I have been working in the Shalek lab to understand some of the inner workings of epithelial cells. Epithelial cells are the cells are the surface of organs and they provide functions like sensory reception, filtration and protection. This summer, I worked on two smaller components of the larger project: plasmid transfection of epithelial cells and intermixing of red and green cells. For most of the summer, CellProfiler was utilized to complete image analysis and those results were input into Pandas in Jupyterlab. During the term, I learned image analysis skills and was able to determine the meaning of the analyzed images.
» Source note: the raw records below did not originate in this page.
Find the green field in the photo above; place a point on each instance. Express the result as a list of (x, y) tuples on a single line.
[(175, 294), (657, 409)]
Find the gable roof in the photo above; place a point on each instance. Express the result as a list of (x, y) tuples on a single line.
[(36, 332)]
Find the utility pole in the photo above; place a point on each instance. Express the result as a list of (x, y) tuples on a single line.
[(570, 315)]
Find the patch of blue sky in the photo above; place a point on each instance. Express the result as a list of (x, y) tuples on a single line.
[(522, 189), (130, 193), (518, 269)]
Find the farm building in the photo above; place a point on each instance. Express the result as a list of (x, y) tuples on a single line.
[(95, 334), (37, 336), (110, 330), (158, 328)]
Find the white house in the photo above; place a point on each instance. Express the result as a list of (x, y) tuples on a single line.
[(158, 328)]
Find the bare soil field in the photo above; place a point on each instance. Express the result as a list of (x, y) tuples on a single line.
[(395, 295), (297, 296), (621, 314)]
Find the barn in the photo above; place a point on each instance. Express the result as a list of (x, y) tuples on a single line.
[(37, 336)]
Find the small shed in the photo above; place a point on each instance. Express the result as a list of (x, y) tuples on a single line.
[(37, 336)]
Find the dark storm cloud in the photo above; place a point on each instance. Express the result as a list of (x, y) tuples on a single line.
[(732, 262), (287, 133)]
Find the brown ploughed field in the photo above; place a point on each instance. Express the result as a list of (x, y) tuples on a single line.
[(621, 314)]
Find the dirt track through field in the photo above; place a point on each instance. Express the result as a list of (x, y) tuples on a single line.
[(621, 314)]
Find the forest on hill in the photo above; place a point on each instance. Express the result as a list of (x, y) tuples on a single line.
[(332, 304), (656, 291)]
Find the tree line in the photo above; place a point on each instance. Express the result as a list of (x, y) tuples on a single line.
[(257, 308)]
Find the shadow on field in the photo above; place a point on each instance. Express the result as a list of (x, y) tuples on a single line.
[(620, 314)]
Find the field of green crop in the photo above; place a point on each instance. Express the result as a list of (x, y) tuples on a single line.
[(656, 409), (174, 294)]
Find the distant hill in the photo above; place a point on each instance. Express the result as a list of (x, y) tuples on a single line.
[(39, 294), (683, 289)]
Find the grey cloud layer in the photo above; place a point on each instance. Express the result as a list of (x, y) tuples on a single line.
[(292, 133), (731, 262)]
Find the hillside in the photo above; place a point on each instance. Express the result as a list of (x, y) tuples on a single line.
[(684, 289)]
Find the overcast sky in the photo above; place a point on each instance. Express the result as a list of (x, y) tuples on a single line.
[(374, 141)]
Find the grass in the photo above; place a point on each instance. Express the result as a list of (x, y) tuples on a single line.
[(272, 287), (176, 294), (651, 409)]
Astrid Dalton – Cambridge Rindge and Latin
“Astrid is a Junior at CRLS. She’s interested in all things STEM, but mainly focuses on biology, engineering, and computer science. Though her main academic focus is biotechnology, she loves history – and any other class in which she gets to write – too. In addition to participating in BEEAM, Astrid is co-president of Biotech club, one of the captains on the Robotics team, and part of Debate club.
Outside of scholastic activities, Astrid loves to hike. Recently, she’s gotten into cosplaying and is currently designing a steampunk costume.”
This year, Astrid’s research was centered around PERSIST, a post-transcriptional RNA regulation platform. Over the summer, she worked with Noreen and Katherine, her mentors, to analyze a toggle switch implemented using PERSIST proteins in stochastic modeling software. This fall, she identified an oscillator motif and used simulations in MATLAB to figure out how to implement it in cells. This spring, Astrid continued to work with Noreen to broaden the set of oscillator motifs examined.